The admissibility of dying declaration as a piece of evidence for convicting an accused is yet a matter in need of scholastic debates and intellectual interpretation. The circumstances, procedure of recording, the person recording the declaration and the state of mind (consent) of the declarant, give rise to issues in need of further judicial interpretation. However, keeping in mind the opinions of the various courts, it can be concluded that the dying declaration should be recorded scrupulously owing to the sanctity that the courts attach to it. It will retain its full value only if it has been made voluntarily and is true. Convictions can be made on this basis, without the need of any corroboration, if the court is satisfied that the declaration made is true. Moreover, the certificate of the doctor should reflect that the declarant was in a fit state of mind at the time of making the declaration. All these conditions have to be considered while relying on a dying declaration as a piece of evidence.

[1] Indian Evidence Act, 1872, § 32.

[2] Sharad v. State of Maharashtra AIR 1984 SC 1622. See also Kishan Bahadur v.

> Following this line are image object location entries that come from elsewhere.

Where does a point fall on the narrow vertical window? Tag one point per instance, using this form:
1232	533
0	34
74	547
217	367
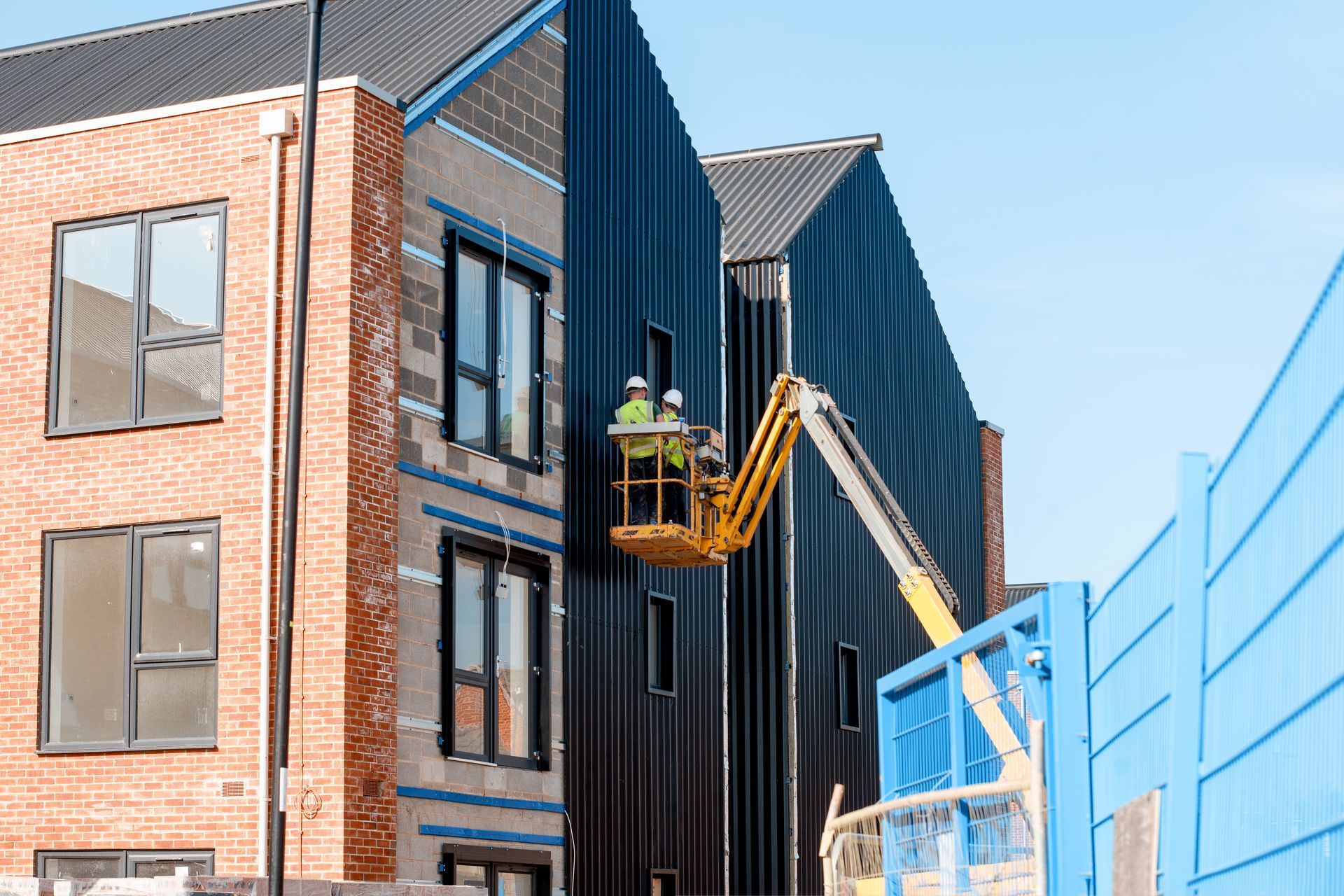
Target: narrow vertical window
659	370
847	685
137	326
130	628
495	359
492	665
662	644
662	883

State of Andhra Pradesh 1994 Cr LJ 1418.

[3] 2 Woodroffe and Amir Ali, Law of Evidence 1623 (19th ed. 2013).

[4] 1 Sudipto Sarkar, Sarkar Law of Evidence: In India, Pakistan, Bangladesh, Burma, Ceylon, Malaysia & Singapore 878 (18th e.d. 2014)

[5] R v. Peel 2 F&F 21. See also R v. Gloster 16 Cox 471, R v. Hayward 6 C & P 160, R v. Jenkins LR 1 CCR 92.

[6] R v. Woodcock (1787) 1 Leach 500, 504. See also R v. Perry 1909 2 KB 697, 701, Sham Shankar Kankaria v. State of Maharashtra (2006) 13 SCC 165.

[7] R v. Jenkins LR 1 CCR 92.

[8] Rajindra Kumara v. State AIR 1960 Punj 310.

[9] 1 Sudipto Sarkar, Sarkar Law of Evidence: In India, Pakistan, Bangladesh, Burma, Ceylon, Malaysia & Singapore 878 (18th e.d. 2014)

[10] Pakala Narayanan Swami v. Emperor AIR 1939 PC 47. See also State v. Kanchan Singh AIR 1954 All 153.

[11] 2 Woodroffe and Amir Ali, Law of Evidence 1623 (19th ed. 2013).

[12] Ram Nath Madhoprasad v. State of Madhya Pradesh  AIR 1953 SC 420.

[13] Ram Nath Madhoprasad v. State of Madhya Pradesh  AIR 1953 SC 420. See also Khushal Rao v. State of Bombay (1958) SCR 552, Tarachand Damu Sutar v. State of Maharashtra (1962)  2 SCR 775, Munnu Raja v. State of Madhya Pradesh 1976 3 SCC 104.

[14]Emperor v. Premanand Dutt  ILR 52 Cal 987.